When Ghana decided to permit multiple schools to run LL.B. programs, some thought should have been given at that time to the fact that there would not be enough space at the law school for all those graduates. This lack of foresight and planning is what has created the current headache for the General Legal Council (GLC) which is responsible for legal education and admission to the bar in Ghana. We now have, I read, 3000 students intending to enroll in a school which can only accommodate 500. Instead of thinking much more broadly about a comprehensive solution, the GLC went for the facile one of an entrance examination and an interview without much thought or care about the future of those thousands of LL.B. graduates who are not able to make it to the law school and become lawyers. When this approach was declared unconstitutional, the GLC again, thinking narrowly, dug in its heels, refusing to look at the broader picture and rather introduced a Legislative Instrument (LI) in Parliament to give imprimatur to the previous illegality. Here again, I would join others to call for the withdrawal of the LI or its defeat by Parliament so that the GLC can now sit down with stakeholders and broadly consider and resolve the current issues dealing with legal education in Ghana.

One solution to the current imbroglio, which has been suggested by others, including Professor Kwaku Asare is to have the schools running the LLB programs also run the professional law course with the curriculum determined by the GLC. The GLC will then have two options. If it is satisfied with the quality of the programs and the competency of the graduates, it can admit them to the bar based on passage of their individual law school examinations. The other option for the GLC is to conduct its own bar examination for all the LL.B. and Professional Law Course graduates in order to ensure competency. There are many issues raised by this proposal, the most serious being that of the institutional capacity of the law schools to add the professional law course to their curricula and the availability of competent lecturers to teach those additional courses. These are however, matters that call for a national discussion by all those interested in the future of legal education in Ghana.

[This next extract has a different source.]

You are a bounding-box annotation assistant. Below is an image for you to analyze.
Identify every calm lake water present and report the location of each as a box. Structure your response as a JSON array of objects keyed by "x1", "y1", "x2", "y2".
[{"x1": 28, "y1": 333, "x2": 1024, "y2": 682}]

The current difficulties of the GLC is a result of resistance to change, inability to manage criticism and too much love for the status quo. When the issue of lawyer advertising came up, many voices were raised pointing to changes in many countries allowing lawyers to advertise, including the UK, from which we copied the prohibition on lawyer advertising. Many also pointed out the breach of this disciplinary rule by some of the very lawyers sitting on the disciplinary committee, who had websites. Instead of using this opportunity to listen broadly to those commenting on this issue, invite suggestions and take a new look at the concept of advertising (or “touting” as they call it), the GLC, in a rearguard action, merely amended the disciplinary rules to allow for attorney websites. This is incongruous, since having a website is the widest advertising an attorney can engage in. Some could interpret this as a thinly veiled attempt to shield certain individuals from criticism, and to retroactively legalize prior breaches by some, of the advertising rules.

And talking of resistance to change, telling a Ghanaian lawyer to lose his wig, bib and gown is to invite a fight. The United States, as a sign of its independence from Britain decided to do away with these accoutrements for their lawyers. Even in the UK, as of July 13, 2017, lawyers and judges broke with centuries-old tradition and ceased wearing white horse-hair wigs in non-criminal cases. They also dispensed with wing collars and bands. These same suggestions have met with fierce resistance from the bench and bar in Ghana. My hero in this regard is the eminent lawyer Kobina Sekyi, who was called to the bar of the Inner Temple in 1918. He defiantly wore his kente cloth to court in the 1920s to make a statement. He had nothing but contempt for those of his compatriots who pathetically showed that they could not live without the dressing and habits they had picked up from the West. He was a true Africanist to the core. I hope for that day when we will take our independence seriously and stop being more British than the British themselves.